Fifa president Sepp Blatter claims allegations surrounding the Qatar2022 World Cup bid are motivated by racism.
Qatar was chosen as host in December 2010 but corruption claims have prompted Fifa to begin an inquiry.
"There is a sort of storm against Fifa relating to the Qatar World Cup," Blatter said. "Sadly there's a great deal of discrimination and racism."
Fifa will rule on the validity of the bidding for the 2018 and 2022 World Cups in September or October.
At that point, the president of football's world governing body said, the "matter will be closed".
Speaking to African football officials in Sao Paulo, Blatter confirmed that the latest allegations would be discussed at the Fifa Congress on Tuesday and Wednesday.
He said Fifa needed to combat "anything that smacks of discrimination and racism".
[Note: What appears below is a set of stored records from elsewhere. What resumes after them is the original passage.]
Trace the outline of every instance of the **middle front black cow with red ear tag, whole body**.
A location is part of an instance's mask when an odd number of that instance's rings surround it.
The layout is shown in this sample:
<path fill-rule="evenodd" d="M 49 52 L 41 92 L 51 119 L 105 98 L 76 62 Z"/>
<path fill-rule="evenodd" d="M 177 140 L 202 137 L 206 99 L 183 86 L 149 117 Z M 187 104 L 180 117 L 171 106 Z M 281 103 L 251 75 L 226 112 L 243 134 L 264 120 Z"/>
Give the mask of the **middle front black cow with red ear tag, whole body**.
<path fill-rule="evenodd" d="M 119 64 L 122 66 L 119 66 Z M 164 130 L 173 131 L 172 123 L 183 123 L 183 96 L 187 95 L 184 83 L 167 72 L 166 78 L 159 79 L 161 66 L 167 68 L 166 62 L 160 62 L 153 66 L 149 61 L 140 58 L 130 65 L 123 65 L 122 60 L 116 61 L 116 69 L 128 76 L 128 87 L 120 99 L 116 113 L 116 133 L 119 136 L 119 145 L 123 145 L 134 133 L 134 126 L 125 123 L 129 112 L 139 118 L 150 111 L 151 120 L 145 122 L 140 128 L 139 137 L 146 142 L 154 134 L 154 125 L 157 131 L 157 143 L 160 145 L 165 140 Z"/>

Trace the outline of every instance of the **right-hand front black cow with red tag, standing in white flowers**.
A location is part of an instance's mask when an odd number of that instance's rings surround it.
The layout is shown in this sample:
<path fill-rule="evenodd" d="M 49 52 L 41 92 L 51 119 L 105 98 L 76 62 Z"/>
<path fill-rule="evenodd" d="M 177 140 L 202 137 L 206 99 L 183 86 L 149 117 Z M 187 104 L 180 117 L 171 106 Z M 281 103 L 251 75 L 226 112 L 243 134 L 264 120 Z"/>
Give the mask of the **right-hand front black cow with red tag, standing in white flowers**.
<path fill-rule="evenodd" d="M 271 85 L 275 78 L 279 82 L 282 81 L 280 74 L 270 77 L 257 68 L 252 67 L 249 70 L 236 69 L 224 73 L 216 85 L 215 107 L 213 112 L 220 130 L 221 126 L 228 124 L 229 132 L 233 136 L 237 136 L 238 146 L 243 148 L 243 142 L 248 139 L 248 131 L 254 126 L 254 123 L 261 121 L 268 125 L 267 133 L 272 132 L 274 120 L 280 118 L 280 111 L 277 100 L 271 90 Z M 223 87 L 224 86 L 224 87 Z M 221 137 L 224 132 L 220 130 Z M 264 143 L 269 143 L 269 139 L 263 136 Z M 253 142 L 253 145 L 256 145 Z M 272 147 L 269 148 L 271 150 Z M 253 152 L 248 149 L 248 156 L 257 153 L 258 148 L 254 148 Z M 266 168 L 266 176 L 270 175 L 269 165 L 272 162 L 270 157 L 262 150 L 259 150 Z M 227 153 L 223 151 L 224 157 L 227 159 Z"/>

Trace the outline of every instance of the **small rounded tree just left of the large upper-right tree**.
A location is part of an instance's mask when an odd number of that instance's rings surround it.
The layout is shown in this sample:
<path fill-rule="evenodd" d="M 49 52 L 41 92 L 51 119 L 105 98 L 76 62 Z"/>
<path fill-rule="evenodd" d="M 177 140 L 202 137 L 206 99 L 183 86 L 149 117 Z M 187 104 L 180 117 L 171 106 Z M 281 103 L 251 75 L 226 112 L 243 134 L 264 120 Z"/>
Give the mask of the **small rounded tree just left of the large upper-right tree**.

"It really makes me sad," he added.
At its general assembly in Sao Paulo, the Confederation of African Football (CAF) condemned what it termed "the repeated, deliberately hateful, defamatory and degrading attacks by some media, notably British, on the image and the integrity of the Confederation of African Football, its president, its members, its member associations and the entire African continent."
Caf added that it would urge the executive committee "to file a law suit, if necessary, so that the authors of this smearing and defamatory campaign against African football leaders are brought to book".
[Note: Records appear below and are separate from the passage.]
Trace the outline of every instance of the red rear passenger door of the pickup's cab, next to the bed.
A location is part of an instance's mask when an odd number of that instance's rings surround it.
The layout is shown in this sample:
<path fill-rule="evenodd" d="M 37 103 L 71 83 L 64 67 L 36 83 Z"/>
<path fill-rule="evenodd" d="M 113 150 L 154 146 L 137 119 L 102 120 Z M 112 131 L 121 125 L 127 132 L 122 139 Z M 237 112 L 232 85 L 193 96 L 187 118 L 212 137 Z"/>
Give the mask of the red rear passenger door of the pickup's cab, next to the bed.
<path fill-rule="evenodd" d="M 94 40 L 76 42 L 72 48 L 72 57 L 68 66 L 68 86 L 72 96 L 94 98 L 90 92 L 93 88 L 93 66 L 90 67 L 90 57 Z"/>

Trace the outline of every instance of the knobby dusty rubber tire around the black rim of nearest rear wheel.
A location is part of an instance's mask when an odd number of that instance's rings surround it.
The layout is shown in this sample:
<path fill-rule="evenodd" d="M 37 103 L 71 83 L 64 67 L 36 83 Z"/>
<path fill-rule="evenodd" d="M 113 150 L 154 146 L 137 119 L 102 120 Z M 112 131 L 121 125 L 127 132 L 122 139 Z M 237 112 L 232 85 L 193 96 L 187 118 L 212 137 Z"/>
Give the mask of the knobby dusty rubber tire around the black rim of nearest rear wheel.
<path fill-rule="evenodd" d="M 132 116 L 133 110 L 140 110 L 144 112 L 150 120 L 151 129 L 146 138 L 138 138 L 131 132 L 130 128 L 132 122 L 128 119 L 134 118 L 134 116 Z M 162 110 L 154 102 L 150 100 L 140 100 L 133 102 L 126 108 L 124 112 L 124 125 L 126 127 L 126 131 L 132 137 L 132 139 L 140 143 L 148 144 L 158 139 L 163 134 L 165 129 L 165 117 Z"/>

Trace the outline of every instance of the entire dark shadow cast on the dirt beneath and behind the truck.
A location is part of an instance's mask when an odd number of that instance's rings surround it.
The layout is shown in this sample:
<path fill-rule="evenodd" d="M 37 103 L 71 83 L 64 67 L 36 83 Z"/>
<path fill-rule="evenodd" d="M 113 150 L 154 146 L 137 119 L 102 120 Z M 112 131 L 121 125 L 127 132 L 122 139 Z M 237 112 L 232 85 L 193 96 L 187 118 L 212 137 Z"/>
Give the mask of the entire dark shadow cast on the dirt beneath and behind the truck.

Qatar overcame competition from Australia, Japan, South Korea and the United States to be named as 2022 hosts.
But the bidding process has been hit by a series of corruption claims.
American lawyer Michael Garcia is currently involved in an independent investigation into the bidding process and is due to deliver his report to Fifa in mid-July.
Blatter, 78, told delegates from the Asian Football Conference that Garcia would also speak at Fifa's congress to update delegates on his inquiry.
Garcia is investigating everyone connected with the bidding process for both the 2018 World Cup, to be staged in Russia, and the 2022 event.
Qatar's World Cup organising committee continues to reject claims of wrongdoing and says it is confident the vote was won fairly.